Playastan Crossroads

An installation at the 2014 Burning Man Festival, Playastan Crossroads was a collaboration with Peter Weston and many talented others. Made up of silk, wood, metal, and hand-made books, it measured 65-feet in diameter and rose to a height of 25 feet.

Viewed across the playa, Playastan Crossroads was an oasis of color and pattern emerging from the dust. It was a place to take respite among large-scale moving silk banners, each hand-painted with traditional textiles designs from along the Silk Road. This is the Playastan Crossroads, where the traditions of the past meet the visions of the future.
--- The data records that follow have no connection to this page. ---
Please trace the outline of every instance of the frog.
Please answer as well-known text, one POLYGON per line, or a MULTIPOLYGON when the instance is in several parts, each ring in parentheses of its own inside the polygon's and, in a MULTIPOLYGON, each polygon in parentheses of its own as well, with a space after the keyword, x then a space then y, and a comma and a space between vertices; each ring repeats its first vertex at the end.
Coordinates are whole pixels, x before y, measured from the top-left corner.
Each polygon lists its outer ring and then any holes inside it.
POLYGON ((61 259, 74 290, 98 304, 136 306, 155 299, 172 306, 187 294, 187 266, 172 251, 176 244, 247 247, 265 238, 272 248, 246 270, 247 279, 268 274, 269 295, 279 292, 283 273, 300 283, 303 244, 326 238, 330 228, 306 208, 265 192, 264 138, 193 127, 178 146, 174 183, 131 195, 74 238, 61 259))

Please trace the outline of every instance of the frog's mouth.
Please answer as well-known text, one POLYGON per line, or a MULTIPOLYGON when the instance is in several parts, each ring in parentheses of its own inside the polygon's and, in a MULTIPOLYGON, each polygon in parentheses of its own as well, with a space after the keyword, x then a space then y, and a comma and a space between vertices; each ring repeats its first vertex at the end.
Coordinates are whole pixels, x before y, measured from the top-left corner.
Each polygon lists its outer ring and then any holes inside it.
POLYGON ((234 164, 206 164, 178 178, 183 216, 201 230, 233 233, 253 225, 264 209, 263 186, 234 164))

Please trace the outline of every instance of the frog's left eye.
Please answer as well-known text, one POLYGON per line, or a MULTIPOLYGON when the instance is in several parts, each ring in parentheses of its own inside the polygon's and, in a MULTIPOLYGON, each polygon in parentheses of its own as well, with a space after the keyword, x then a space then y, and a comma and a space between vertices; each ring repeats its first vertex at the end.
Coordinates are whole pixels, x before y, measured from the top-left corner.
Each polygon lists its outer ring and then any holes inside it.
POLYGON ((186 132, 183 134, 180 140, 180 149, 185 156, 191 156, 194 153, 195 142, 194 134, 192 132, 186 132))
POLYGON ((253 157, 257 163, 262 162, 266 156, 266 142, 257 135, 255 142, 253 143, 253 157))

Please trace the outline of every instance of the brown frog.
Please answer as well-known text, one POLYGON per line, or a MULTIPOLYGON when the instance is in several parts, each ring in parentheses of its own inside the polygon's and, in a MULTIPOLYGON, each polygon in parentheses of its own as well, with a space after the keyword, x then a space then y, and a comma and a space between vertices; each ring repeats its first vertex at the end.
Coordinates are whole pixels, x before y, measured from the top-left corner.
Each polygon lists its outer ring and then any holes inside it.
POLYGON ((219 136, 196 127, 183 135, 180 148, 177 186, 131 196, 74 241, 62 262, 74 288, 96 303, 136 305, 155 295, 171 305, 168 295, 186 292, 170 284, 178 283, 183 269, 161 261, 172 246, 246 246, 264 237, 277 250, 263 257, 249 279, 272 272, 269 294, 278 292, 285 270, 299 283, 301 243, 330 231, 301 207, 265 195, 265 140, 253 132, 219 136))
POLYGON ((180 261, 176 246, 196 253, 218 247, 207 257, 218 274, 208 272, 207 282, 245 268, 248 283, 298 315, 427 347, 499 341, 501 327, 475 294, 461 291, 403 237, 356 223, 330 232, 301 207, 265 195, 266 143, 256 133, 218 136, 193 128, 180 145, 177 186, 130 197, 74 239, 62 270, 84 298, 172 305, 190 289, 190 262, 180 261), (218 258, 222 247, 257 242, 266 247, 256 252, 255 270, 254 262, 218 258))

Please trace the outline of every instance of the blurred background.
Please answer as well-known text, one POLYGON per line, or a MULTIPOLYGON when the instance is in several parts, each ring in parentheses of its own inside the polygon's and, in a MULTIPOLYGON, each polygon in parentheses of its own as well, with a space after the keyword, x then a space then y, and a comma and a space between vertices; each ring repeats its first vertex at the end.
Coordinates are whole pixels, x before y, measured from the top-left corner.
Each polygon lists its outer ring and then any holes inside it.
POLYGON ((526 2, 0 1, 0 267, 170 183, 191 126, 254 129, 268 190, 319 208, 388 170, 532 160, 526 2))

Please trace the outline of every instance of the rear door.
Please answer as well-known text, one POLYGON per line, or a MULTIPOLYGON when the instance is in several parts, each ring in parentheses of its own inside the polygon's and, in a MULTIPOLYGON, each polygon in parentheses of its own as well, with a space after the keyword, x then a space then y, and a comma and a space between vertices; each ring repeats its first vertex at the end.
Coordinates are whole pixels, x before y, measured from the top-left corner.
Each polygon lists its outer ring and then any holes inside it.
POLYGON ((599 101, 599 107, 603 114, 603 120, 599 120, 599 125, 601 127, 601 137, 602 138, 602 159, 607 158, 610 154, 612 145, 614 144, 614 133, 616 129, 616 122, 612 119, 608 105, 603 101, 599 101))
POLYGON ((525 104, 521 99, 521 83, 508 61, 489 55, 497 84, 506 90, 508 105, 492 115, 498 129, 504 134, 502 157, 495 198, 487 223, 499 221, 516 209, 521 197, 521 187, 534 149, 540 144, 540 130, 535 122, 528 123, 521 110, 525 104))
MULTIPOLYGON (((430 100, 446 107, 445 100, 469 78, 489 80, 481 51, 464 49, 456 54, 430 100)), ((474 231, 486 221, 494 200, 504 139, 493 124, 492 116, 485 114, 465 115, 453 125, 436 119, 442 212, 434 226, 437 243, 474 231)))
Powered by the wind and the sun, it is a resting point, a crossroads where travelers can share their stories and experience a moment out of time.

Five interconnected elements come together to create the Playastan Crossroads: a forest of painted silk banners, an elegant central wooden structure with benches, artists’ books in which guests can add their thoughts and stories, an ambient soundscape powered by the wind, and a decorative lighting design to entertain nighttime visitors.

Thirty-three unique banners will be hand-painted, using a modified batik process, with traditional textile designs of the peoples who lived along the Silk Road. In shades of violet, deep red, and golden yellow, the banners will gradate in both size and color from the outer ring to the center of the wooden structure, where a golden banner will rise 21 feet above the Playa surface.